Именно спорным у меня был способ и место хранения моих визуализированных воспоминаний, реализованный в защите. Как таковой защиты и не было совсем, кроме очевидной "секретности" места. С другой стороны, любому среднестатистическому современному магу было очень трудно догадаться, где искать нужное, и был расчёт на косность мышления и незнания реалий маггловского мира. Моя память хранилась прямо тут, на входе, можно сказать, под носом у вторженца. Не думаю, что табличка "закрыто" на двери магазинчика с компакт-дисками по соседству с "Дырявым котлом" удержит кого-либо. Был расчёт на логику атакующего, и все ложные или поддельные воспоминания можно было складировать в центральной городской библиотеке "Лондона", до которой ещё нужно попытаться добраться, что, я подозреваю, будет нелегко, и что ещё больше укрепит нападающего в том, что он на верном пути.
Конечно, можно вломиться силой, при помощи заклинания "Легилименс", и практически насильно выпотрошить реципиента на нужные сведенья, а потом потереть за собой "Обливейтом", тут в защите нет ничего лучше, чем "Крепость", работающая в основном на собственной силе воли мага, накопленной ментальной энергии и воображении. "Лабиринт" позволяет активно обороняться и даже атаковать, а вот "Полигон" — сносно спрятаться. Ведь для этих двух заклинаний нужен в памяти твой визуализированный образ, к которому ещё следует пробиться или найти, конечно, если у тебя есть защита, собственноручно созданная, наведённая другим легилиментом или приобретённая с помощью ментального артефакта. Можно ещё попытаться пройти защиту с помощью "Империуса", тут ключевую роль играет сила воли волшебника и практически ничего больше, а почти гарантированно проломить любую защиту можно только при помощи "веритасерума".
***
И вот теперь я сидел в вертящемся офисном кресле в одной из каморок магазинчика компакт-дисков, окружённый плоскими мониторами привычного мне вида из "той" жизни и необычных для времени нынешнего, и смотрел увлекательное кино, очень жаль, что без звукового сопровождения. На центральном экране отображалось изображение происходящего в реальности, на правом — то, что происходит у меня в голове, а на левом транслировалась разбивка на квадраты с видеорядом с подключённых в разных местах камер слежения.

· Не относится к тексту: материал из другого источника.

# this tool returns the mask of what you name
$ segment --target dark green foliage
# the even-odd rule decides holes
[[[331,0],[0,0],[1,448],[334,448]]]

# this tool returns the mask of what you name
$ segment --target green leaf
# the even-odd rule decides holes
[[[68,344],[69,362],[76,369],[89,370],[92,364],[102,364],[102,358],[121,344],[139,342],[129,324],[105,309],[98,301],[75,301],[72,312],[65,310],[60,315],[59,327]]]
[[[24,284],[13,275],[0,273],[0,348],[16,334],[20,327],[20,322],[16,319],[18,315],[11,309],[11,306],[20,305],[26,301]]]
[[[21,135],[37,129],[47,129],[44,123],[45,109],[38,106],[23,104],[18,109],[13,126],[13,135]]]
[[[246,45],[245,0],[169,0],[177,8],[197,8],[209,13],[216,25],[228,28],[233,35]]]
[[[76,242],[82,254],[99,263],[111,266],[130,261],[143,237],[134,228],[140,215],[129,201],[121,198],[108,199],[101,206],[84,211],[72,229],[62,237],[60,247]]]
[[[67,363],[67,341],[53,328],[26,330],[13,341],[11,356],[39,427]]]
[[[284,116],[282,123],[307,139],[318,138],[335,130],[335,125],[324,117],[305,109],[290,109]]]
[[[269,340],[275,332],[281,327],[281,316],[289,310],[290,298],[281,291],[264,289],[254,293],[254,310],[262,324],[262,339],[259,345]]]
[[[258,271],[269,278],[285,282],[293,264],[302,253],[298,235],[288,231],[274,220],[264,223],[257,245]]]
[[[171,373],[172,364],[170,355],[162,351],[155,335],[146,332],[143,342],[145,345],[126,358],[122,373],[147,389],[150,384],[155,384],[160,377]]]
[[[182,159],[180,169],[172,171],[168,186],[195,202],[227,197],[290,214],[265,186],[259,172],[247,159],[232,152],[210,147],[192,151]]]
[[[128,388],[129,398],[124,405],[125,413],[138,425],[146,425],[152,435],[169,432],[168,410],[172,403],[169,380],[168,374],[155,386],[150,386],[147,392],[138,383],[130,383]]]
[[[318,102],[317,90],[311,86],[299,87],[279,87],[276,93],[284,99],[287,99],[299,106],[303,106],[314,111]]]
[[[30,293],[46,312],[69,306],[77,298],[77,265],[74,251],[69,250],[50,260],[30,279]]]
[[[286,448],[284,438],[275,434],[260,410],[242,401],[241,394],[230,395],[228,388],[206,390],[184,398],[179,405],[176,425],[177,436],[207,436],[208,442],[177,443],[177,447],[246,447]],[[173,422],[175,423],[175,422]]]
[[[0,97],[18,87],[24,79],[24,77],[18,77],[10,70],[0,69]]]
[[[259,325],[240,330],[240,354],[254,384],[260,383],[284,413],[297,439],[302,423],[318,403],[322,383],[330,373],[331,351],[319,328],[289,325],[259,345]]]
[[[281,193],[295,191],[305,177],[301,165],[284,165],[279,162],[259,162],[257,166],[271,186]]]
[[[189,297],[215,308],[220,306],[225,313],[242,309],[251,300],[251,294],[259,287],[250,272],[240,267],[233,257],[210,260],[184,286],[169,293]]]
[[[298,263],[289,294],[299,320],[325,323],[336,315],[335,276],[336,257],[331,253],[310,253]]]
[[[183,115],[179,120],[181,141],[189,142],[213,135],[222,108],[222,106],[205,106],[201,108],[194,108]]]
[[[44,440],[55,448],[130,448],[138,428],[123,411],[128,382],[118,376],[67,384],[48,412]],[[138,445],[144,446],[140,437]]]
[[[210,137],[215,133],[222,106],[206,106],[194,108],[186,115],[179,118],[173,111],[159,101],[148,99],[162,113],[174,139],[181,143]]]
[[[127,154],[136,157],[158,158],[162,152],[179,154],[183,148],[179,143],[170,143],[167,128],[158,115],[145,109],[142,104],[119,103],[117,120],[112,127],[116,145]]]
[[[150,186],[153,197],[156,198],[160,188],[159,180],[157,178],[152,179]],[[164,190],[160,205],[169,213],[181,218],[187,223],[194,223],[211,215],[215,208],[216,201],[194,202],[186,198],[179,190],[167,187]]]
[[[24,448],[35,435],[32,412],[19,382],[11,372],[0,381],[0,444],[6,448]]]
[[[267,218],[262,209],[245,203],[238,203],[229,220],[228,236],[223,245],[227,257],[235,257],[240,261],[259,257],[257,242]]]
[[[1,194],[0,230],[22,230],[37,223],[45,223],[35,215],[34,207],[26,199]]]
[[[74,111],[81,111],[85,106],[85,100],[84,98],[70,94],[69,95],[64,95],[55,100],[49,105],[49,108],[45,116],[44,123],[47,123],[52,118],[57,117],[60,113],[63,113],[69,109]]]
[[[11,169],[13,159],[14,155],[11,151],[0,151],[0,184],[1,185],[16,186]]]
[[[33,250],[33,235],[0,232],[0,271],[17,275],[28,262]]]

Силен! Старая сволочь! Буквально с первых секунд разговора, одним только взглядом, без помощи палочки, погрузил меня в транс и буквально вышиб сознание в мой наблюдательный пост, но застопорился на первой линии обороны с привратником-барменом в "Дырявом котле". Наверное, только поэтому мне удалось незаметно спрятаться, так как Дамблдор не ожидал увидеть даже намёка на ментальную защиту. И вот теперь он выглядел несколько заторможенным и взволнованным. Оглядевшись, он решительно потопал на выход.
Двадцать три раза он пытался пробиться сквозь препятствия к центру "моего города", где, как он предполагал, находится хранилище моей памяти. Первый раз его сшиб классический такой двухэтажный красный лондонский автобус в двух шагах от дверей бара. Во второй — его зарезал заточкой какой-то забулдыга, прямо тут, буквально за углом моего магазинчика. В третий — его арестовала полиция после того, как он показывал мою фотографию постовому, и отволокла в участок, где его в камере насмерть запинали пьяные докеры. В четвёртый — он даже не понял, от чего умер, так как его череп нашла крупнокалиберная пуля снайпера. Семь раз у него крали его палочку уличные карманники, после чего он умирал достаточно быстро. Два раза, с наложенными заранее дезиллюминационными чарами, он пытался пройти к центру города, но тепловизоры у спецназа резали на нет такой действенный ранее способ. Четыре раза он пытался серией аппараций пройти какое-то расстояние, но одновременно с этим невидимым быть невозможно, а сектора обстрела были подобраны очень грамотно, уж это-то я знаю. Пять раз его подрывали смертники. Даже небо было закрыто барражирующими вертолётами и воспользоваться метлой ему не пришло в голову, зато в эту самую голову случился классический кирпич. Красный такой, вылепленный из ноздреватой глины и приятной тяжести и увесистости.
— Я вот не пойму? Он что? Мазохист?— сейчас я весело крутился на стуле и, отталкиваясь от стола, катался на колёсиках кресла по маленькой комнатке моего НП. — Это же песец как больно!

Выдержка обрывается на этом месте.